#CreativePR: Measurement and Data-Based Insights
This is post 5 of our 5-part #CreativePR blog series. Read the entire series here.
The data-driven world has significantly reshaped the way the communications industry works. Greater access to website and social analytics has given PR professionals the opportunity to create more effective strategies and better report on their outcomes. In today’s most noticeable creative PR strategies, measurement and data-based insights are key.
Toronto-based PR professional Martin Waxman sums it up: “No matter how clever and innovative your idea, if it doesn’t produce the results you’re after you’re wasting your time (and money). Before you begin a creative PR campaign, define your specific goal(s) and detail how your strategy and tactics support it.”
In the PR professional’s scope of work, infographics, video, and other multimedia assets have one thing in common – in order to be effective, they must begin with a fundamental understanding of purpose. They’re meant to be a tool for business communication, not fine art or viral spectacles. While they can (and should!) be creative and aesthetically pleasing, if they don’t convey an idea that helps to serve the PR pro’s greater purpose, they’ll be a wasted effort.

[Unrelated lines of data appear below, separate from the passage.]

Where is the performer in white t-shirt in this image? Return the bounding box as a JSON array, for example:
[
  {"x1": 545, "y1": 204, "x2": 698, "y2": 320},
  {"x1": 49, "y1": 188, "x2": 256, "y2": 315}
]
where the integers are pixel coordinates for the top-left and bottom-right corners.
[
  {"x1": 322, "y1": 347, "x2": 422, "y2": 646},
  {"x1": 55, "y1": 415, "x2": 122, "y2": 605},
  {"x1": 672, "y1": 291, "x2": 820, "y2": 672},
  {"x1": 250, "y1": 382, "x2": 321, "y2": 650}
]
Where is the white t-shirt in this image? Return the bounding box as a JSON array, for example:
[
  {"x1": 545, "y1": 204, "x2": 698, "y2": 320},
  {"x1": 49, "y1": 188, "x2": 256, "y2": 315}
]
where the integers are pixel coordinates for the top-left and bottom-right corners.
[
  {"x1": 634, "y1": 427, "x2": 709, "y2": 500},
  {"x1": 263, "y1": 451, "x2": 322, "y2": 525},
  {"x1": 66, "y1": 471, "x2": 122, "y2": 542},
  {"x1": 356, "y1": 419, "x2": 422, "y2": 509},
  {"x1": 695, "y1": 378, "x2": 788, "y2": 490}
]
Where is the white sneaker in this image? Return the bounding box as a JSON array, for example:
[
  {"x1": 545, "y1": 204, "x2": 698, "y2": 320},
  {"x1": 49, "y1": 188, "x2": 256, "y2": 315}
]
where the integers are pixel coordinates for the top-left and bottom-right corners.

In the goal to get noticed and be creative in the competitive PR industry, it can be easy to become distracted by judgments of “is this unique / shocking / outside-the-box enough to go viral?” But putting too much stock into this question for any given campaign only distracts from a piece’s purpose as it relates to your goals. Instead, start with an idea that covers all the bases of your goal. (See our piece on Brainstorming for ideas to make sure you come up with a good goal.)
Your initial idea – the foundation on which you build, must be well-thought-out. Martin says, “Ideas are still at the heart of what we do, but there are so many other elements that go into #CreativePR including strategy, thinking from your audience’s perspective, visual storytelling and of course measurement.” Considering how a piece of content may fit into a greater PR strategy, the value it offers the audience, and exactly how you’ll measure its success, are all important in staying focused on the creative process and ensuring an outcome you want.
Today, PR pros must strive to come up with a creative idea that will both catch the attention of and engage their target audience beyond the initial click. Martin explains, “When I started in PR, I thought ideas – and the words we used to express them –were the most important part of what we do. If you didn’t have a creative spark that caught the attention of the people you were trying to reach, you were at best off the radar and at worst a spammer. Neither is a good alternative.”
Remaining unknown certainly isn’t helpful for a brand, but is the wrong type of attention, or attention for attention’s sake, any better? Brand awareness is one (certainly valid) indicator of success, but holding an audience’s attention, engaging them and ultimately driving an action is the difference between an idea that is effective and one that is not. Creative PR goes deeper to incorporate inventive thinking from the first click right through to conversion.
“Once we understand how to dig into the data and uncover insights, we can use those insights to help shape our stories,” Martin says. “And of course the data lets us get a handle on the impact our stories are having on the people we’re trying to reach.”